Evidence and evolution

Posted in Books, Statistics with tags , , , , , , , on April 1, 2010 by xi'an

I have received the book Evidence and Evolution: The Logic Behind the Science by Elliott Sober to review. The book is written by a philosopher of science who has worked on the notion of evidence, in the statistical meaning of the word. I am currently reading the first chapter which is fairly well written and which presents a reasonable picture on the different perspectives (Bayesian, likelihood, frequentist) used for hypothesis testing and model choice. Akaike’s information criterion is a wee too much promoted but that’s the author’s choice after all. However I just came yesterday upon a section where Sober reproduces the error central to Templeton’s thesis and discussed on the Og a few days ago. He indeed states that “the simpler model cannot have the higher prior probability—a point that Popper (1959) emphasized.” And he insists further that there is no reason for thinking that

P(\theta=0) > P(\theta>0)

is true (page 84). (The measure-theoretic objections raised earlier obviously apply there as well.) It must thus be more of a common misconception among philosophers of science than I previously thought….

As described on the backcover, the purpose of the book is

“How should the concept of evidence be understood? And how does the concept of evidence apply to the controversy about creationism as well as to work in evolutionary biology about natural selection and common ancestry?

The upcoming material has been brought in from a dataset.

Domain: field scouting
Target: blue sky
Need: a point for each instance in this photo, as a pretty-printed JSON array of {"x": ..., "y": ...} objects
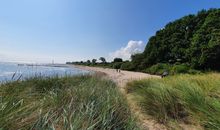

In this rich and wide-ranging book, Elliott Sober investigates general questions about probability and evidence and shows how the answers he develops to those questions apply to the specifics of evolutionary biology. Drawing on a set of fascinating examples, he analyzes whether claims about intelligent design are untestable; whether they are discredited by the fact that many adaptations are imperfect; how evidence bears on whether present species trace back to common ancestors; how hypotheses about natural selection can be tested, and many other issues. His book will interest all readers who want to understand philosophical questions about evidence and evolution, as they arise both in Darwin’s work and in contemporary biological research.”

Sober applies these concepts of evidence to some versions of creationism… I am obviously reluctant to go through this second chapter about creationism as there is no use in arguing about the existence of gods in a book about science, but I am still curious to see how Sober analyses this issue.